Tenho acompanhado neste Diário as discussões sobre mobilidade urbana e os melhores modais, se trem, Metrô, trólebus ou BRT. Inútil se faz, quando temos o mínimo de conhecimento sobre o assunto e o modelo utilizado nas grandes cidades do mundo. O Metrô existe na Europa desde a década de 1940 e se perpetua até hoje como sendo o mais viável meio de transporte de massas. Não se conhece atualmente nenhum outro meio de transporte urbano mais eficiente que o Metrô no deslocamento de pessoas, traduzido pelo seu razoável custo operacional.

Nelson Chada

Santo André

Irresponsabilidade

Com respeito à Linha 18-Bronze, a irresponsabilidade do governo estadual passado foi tamanha a ponto de elaborar o projeto em 2014, que chegou a ser licitado pelo sistema PPP (Parceria Público-Privada). Só que tinha um porém. Não existia, nos cofres do Palácio dos Bandeirantes, dinheiro suficiente para tocar essa obra. Nem mesmo empréstimo de R$ 600 milhões para as desapropriações foi conseguido e o decreto de desapropriações caducou no fim do ano passado. Com todo o respeito que o secretário nacional de Mobilidade e Serviços Urbanos, Jean Carlo Pejo, merece, não creio que a União esteja tão bem financeiramente a ponto de liberar recursos ao governo paulista para a viabilização da Linha 18. O ministro Paulo Guedes, da Economia, já vem cortando gastos orçamentários para tentar equilibrar as finanças e eliminar o rombo existente, de R$ 139 bilhões. Parece-me que esse sonho de Metrô ao Grande ABC está praticamente irrealizável. Pelo menos por enquanto.

Arlindo Ligeirinho Ribeiro

Diadema

Só promessas

Outras promessas não cumpridas pelos governos do PSDB, no mínimo 25 anos no poder em São Paulo, são a Linha 14-Onix, Santo André-Guarulhos (Cumbica), e o monotrilho Linha 18-Bronze. Consta do próprio blog da CPTM (Companhia Paulista de Trens Metropolitanos), em 2013, que a linha 10-Turquesa possui mais passageiros, mesmo ainda não tendo entrado em operação os monotrilhos da Linha 18-Bronze, e a Linha 15-Prata operando parcialmente, com relação à Linha 7-Rubi, a escolhida para permanecer na Luz.

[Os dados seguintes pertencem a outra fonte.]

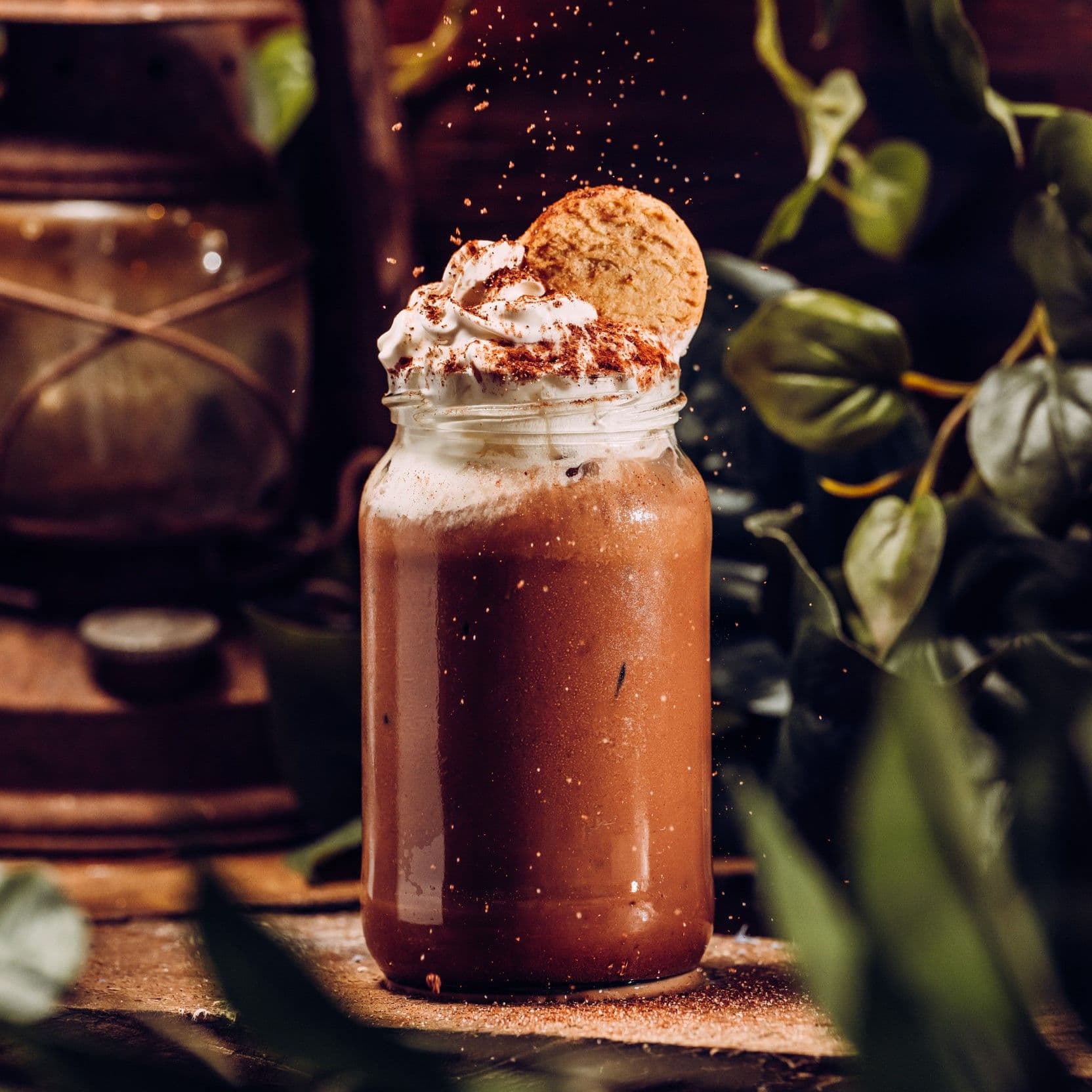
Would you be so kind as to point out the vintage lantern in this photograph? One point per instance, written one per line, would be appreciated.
(153, 309)
(154, 356)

Que incentivo é este ao uso de transporte público em que se tem de fazer múltiplas baldeações, assim como hoje acontece com os ônibus procedentes do Grande ABC que têm de fazer no terminal Sacoman, assim como o fim dos trens regulares para a Luz, para prosseguir até o centro de São Paulo?

Luiz Carlos Leoni

São Caetano

Senado & STF

De acordo com a Constituição, cabe aos ministros do STF (Supremo Tribunal Federal) julgar todos os amparados pelo foro privilegiado, parlamentares e políticos eleitos ou nomeados. E cabe unicamente ao Senado investigar acusações de algumas irregularidade contra os ministros do STF. Ao que parece, presenciamos troca de proteção entre os cúmplices de ambos os poderes citados. Com rabos presos, um não aciona o outro. O STF não julga os parlamentares e o Senado retribui essa gentileza de impunidade engavetando todos os pedidos de impeachment contra ministros do STF, como já fez por longo tempo os presidentes do Senado José Sarney, Renan Calheiros e, agora, Davi Alcolumbre, todos envolvidos com acusações para serem investigadas. Nos últimos dez anos o STF julgou e puniu apenas um acusado, enquanto a brilhante atuação da Operação Lava Jato, dirigida pelo ex-juiz Sergio Moro, julgou e condenou exemplarmente mais de 100 pessoas.